France's interior minister called Tuesday for a lawmaker to be "severely punished" after a journalist recorded him allegedly saying Hitler may not have killed enough Roma.

Gilles Bourdouleix, an MP and mayor of the western town of Cholet, reportedly muttered the words on Sunday as he confronted members of the travelling community who had illegally set up camp, according to a recording posted on the site of regional daily Courrier de l'Ouest.

"Maybe Hitler did not kill enough," Bourdouleix is heard saying after the Roma had reportedly given him the Nazi salute.

Bourdouleix, who is a member of the lower house National Assembly with the centrist UDI party, said his comments were taken out of context and alleged the recording was tampered with.

Confrontations between French authorities and Roma -- nomadic people widely known as gypsies who were killed in their hundreds of thousands by the Nazis -- erupt frequently.

Bourdouleix's comments have caused an uproar. Interior Minister Manuel Valls described them Tuesday as "unacceptable" and called for the lawmaker to be "very severely punished by law".

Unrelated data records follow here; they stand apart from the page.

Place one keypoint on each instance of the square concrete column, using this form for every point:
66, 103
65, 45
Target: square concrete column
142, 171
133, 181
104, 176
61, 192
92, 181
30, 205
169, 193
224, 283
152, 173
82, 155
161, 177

"These comments are a defence of crimes committed in the Second World War, a defence of Nazism and coming from a mayor, from a member of parliament, it's completely intolerable," he said on TV channel i-TELE.

The case has already been referred to public prosecutors who will examine whether his comments constitute a "defence of crimes against humanity", said authorities in Maine-et-Loire, the department where Cholet is located.

Bourdouleix also risks being kicked out of his UDI party, whose executive committee meets on Wednesday.

The lawmaker has vociferously defended himself, telling AFP on Monday that his comments had been taken out of context and pointing to "cuts" in the recording, which he alleges was tampered with.

France has a policy of systematically dismantling illegal camps and repatriating Roma of Bulgarian and Romanian nationality -- the legality of which has been questioned by the European Union, the United Nations' human rights arm and other watchdogs.

The European Association for the Defence of Human Rights says almost 12,000 Roma were evicted from camps across France last year, 80 percent of them forcibly.

A French law stipulates that every town of more than 5,000 inhabitants must set up sites able to house members of the travelling community -- be they Roma, circus performers or fun fair organisers.

In Cholet, authorities say the site devoted to travellers was temporarily closed due to works, adding the Roma had moved on since Sunday's incident. It is unclear what nationality they were.

The Roma, a nomadic people whose ancestors left India centuries ago, have long suffered from discrimination.

They were killed in their hundreds of thousands by the Nazis during the Second World War, alongside Jews and homosexuals.